In the meantime, thanks for following along. Here’s to many more years of making things, and many more installs.

Footnotes

  1. Oooooo, this totally should’ve been my tagline for the plugin: the better way to do Font Awesome
  2. Alas, Font Awesome 5 was recently released with a totally different API, and so I’m now in the process of refactoring the plugin to support it. But once that’s done, I’ll have solved the problem truly once and for all. . . right?
  3. Today, for example, I learned how to incorporate auto-binding arrow function methods in ES6 classes
  4. GO FOR IT!

3 thoughts on “The journey to 100,000 installs”

  1. Congratulations on your plugin reaching 100k+ installs! I found this post really inspiring since I seem to be following a similar path to yours. I listen to the Shop Talk Show regularly and am building a lot of websites currently. I also just released my first plugin on the WordPress.org repo. And it’s a great feeling that people are actually using it.
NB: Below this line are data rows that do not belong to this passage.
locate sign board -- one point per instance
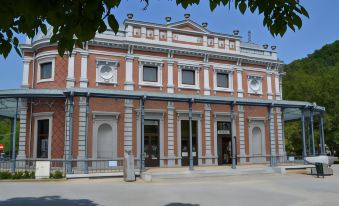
(42, 169)
(112, 163)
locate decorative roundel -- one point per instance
(106, 72)
(255, 85)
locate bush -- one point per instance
(56, 175)
(17, 175)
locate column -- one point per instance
(312, 132)
(170, 84)
(269, 85)
(170, 137)
(190, 131)
(70, 74)
(303, 134)
(280, 133)
(207, 89)
(321, 131)
(129, 73)
(241, 113)
(22, 131)
(233, 137)
(277, 86)
(83, 77)
(239, 80)
(208, 160)
(25, 72)
(271, 136)
(128, 126)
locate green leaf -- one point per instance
(113, 23)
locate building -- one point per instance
(153, 87)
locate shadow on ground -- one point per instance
(47, 200)
(181, 204)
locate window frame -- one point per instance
(44, 61)
(150, 63)
(43, 116)
(229, 72)
(196, 69)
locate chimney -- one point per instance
(130, 16)
(204, 24)
(168, 19)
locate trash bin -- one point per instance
(320, 169)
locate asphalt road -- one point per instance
(274, 189)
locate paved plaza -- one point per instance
(268, 189)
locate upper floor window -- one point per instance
(188, 76)
(221, 43)
(223, 79)
(163, 35)
(254, 83)
(106, 71)
(150, 73)
(210, 42)
(46, 69)
(136, 32)
(150, 33)
(232, 45)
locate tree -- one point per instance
(77, 21)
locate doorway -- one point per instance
(224, 142)
(151, 143)
(185, 142)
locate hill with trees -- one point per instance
(315, 79)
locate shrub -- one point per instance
(57, 175)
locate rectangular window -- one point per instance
(222, 80)
(46, 70)
(150, 74)
(188, 77)
(42, 138)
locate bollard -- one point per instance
(129, 174)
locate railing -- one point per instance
(266, 160)
(67, 166)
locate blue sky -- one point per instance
(322, 28)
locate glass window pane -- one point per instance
(43, 133)
(46, 70)
(150, 74)
(188, 77)
(222, 80)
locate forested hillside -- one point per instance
(315, 79)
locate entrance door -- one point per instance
(151, 143)
(224, 143)
(185, 142)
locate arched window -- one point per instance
(257, 141)
(105, 141)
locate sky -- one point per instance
(321, 28)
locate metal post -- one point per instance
(272, 162)
(303, 132)
(312, 132)
(233, 138)
(142, 132)
(191, 138)
(14, 135)
(86, 135)
(70, 133)
(322, 138)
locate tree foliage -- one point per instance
(315, 79)
(77, 21)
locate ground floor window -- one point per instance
(42, 138)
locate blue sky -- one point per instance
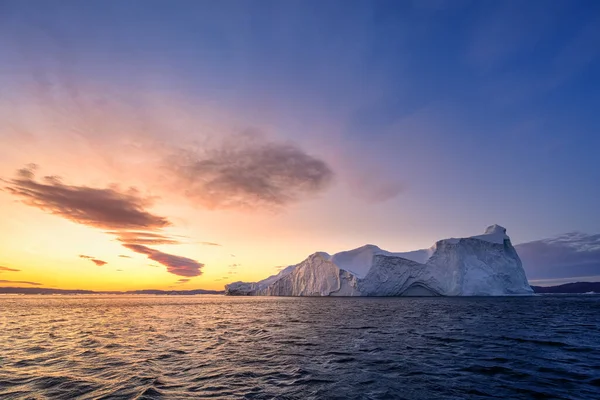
(437, 118)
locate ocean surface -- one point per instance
(94, 347)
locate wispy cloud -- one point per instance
(94, 260)
(123, 214)
(137, 237)
(248, 171)
(21, 282)
(177, 265)
(209, 244)
(108, 208)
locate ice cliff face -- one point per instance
(483, 265)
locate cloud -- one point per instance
(374, 190)
(569, 255)
(137, 237)
(177, 265)
(93, 259)
(107, 208)
(123, 214)
(246, 171)
(21, 282)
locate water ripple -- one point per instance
(163, 347)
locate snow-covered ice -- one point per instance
(482, 265)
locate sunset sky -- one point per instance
(189, 144)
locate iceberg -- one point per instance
(482, 265)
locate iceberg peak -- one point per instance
(486, 264)
(495, 229)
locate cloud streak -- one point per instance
(93, 259)
(137, 237)
(246, 171)
(176, 265)
(21, 282)
(122, 214)
(107, 208)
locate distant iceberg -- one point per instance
(483, 265)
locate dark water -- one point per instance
(299, 348)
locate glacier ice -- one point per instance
(482, 265)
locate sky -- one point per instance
(189, 144)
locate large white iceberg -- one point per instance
(483, 265)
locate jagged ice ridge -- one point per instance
(483, 265)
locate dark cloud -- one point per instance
(93, 259)
(123, 214)
(21, 282)
(107, 208)
(247, 171)
(177, 265)
(373, 189)
(137, 237)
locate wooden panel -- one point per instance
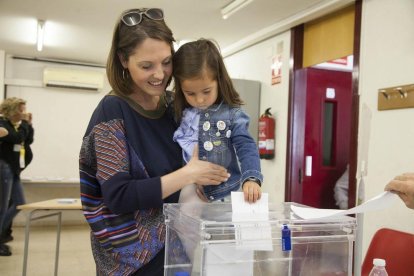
(329, 37)
(396, 97)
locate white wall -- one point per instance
(254, 63)
(60, 118)
(387, 59)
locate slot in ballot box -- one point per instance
(203, 239)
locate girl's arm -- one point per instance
(3, 132)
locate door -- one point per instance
(326, 134)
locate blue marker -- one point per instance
(286, 238)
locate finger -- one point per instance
(251, 196)
(256, 195)
(200, 194)
(395, 185)
(246, 193)
(195, 152)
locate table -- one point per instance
(58, 205)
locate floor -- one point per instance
(75, 256)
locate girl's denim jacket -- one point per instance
(224, 139)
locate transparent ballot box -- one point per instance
(203, 239)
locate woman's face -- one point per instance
(150, 67)
(200, 92)
(19, 115)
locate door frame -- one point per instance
(296, 120)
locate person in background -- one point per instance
(208, 107)
(403, 186)
(15, 155)
(129, 165)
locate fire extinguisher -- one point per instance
(267, 135)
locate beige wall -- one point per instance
(387, 59)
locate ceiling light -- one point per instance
(40, 33)
(233, 7)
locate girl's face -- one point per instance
(19, 115)
(200, 92)
(150, 67)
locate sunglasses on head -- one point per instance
(134, 17)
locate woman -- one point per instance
(15, 155)
(129, 164)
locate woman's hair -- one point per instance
(194, 59)
(10, 106)
(124, 43)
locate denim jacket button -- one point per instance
(221, 125)
(206, 126)
(208, 146)
(228, 133)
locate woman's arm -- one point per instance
(195, 172)
(403, 185)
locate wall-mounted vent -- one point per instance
(73, 79)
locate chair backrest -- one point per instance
(396, 248)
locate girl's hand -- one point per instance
(200, 194)
(205, 173)
(403, 185)
(252, 191)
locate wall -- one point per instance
(60, 118)
(2, 67)
(254, 63)
(387, 60)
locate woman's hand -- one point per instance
(205, 173)
(252, 191)
(403, 186)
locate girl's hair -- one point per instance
(10, 106)
(125, 40)
(194, 59)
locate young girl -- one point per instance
(212, 121)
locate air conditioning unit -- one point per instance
(73, 78)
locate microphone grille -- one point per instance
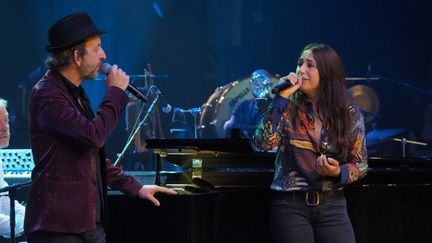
(105, 68)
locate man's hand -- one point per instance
(148, 191)
(117, 77)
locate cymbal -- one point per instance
(366, 98)
(378, 136)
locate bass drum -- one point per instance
(218, 108)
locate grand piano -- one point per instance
(224, 196)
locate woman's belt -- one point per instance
(312, 198)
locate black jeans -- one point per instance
(293, 221)
(95, 236)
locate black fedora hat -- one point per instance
(71, 30)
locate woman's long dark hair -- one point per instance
(332, 98)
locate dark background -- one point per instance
(203, 44)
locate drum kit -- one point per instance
(220, 104)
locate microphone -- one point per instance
(278, 88)
(281, 87)
(105, 68)
(166, 108)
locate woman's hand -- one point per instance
(327, 166)
(295, 80)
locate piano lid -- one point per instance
(225, 145)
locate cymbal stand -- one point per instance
(404, 141)
(194, 111)
(137, 129)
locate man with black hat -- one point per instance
(67, 198)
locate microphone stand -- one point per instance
(12, 191)
(136, 129)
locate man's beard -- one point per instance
(88, 72)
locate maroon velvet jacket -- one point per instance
(62, 196)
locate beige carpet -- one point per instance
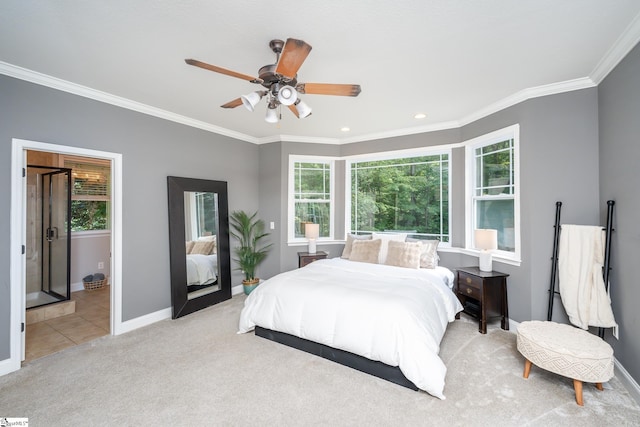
(196, 371)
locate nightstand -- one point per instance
(305, 258)
(483, 295)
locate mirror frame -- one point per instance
(180, 303)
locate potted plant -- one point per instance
(249, 231)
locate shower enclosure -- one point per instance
(48, 245)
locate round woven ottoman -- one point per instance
(567, 351)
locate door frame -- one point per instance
(17, 264)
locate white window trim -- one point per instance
(390, 155)
(293, 159)
(510, 132)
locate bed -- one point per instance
(388, 319)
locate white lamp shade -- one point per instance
(311, 231)
(272, 116)
(251, 100)
(287, 95)
(486, 239)
(303, 109)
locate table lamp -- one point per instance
(487, 241)
(311, 232)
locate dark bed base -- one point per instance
(371, 367)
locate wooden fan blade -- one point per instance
(221, 70)
(328, 89)
(294, 110)
(293, 55)
(233, 104)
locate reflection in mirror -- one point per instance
(201, 230)
(198, 243)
    I also remember attending your talk at WordCamp SF in 2014. I was a complete newbie and was totally intimidated by the crowds of people who I assumed were all WordPress experts. Your talk helped me feel like I belonged there, too.

    Thanks, and keep up the good work!

    1. Hi Jamie,

      Thanks so much for your response, and congrats on publishing your first plugin! That first step is always the hardest in my experience. Wow, WordCamp SF 2014 – that’s a blast from the past. So happy you enjoyed my presentation. Hope all’s well, and good luck with your plugin (what is it btw?)!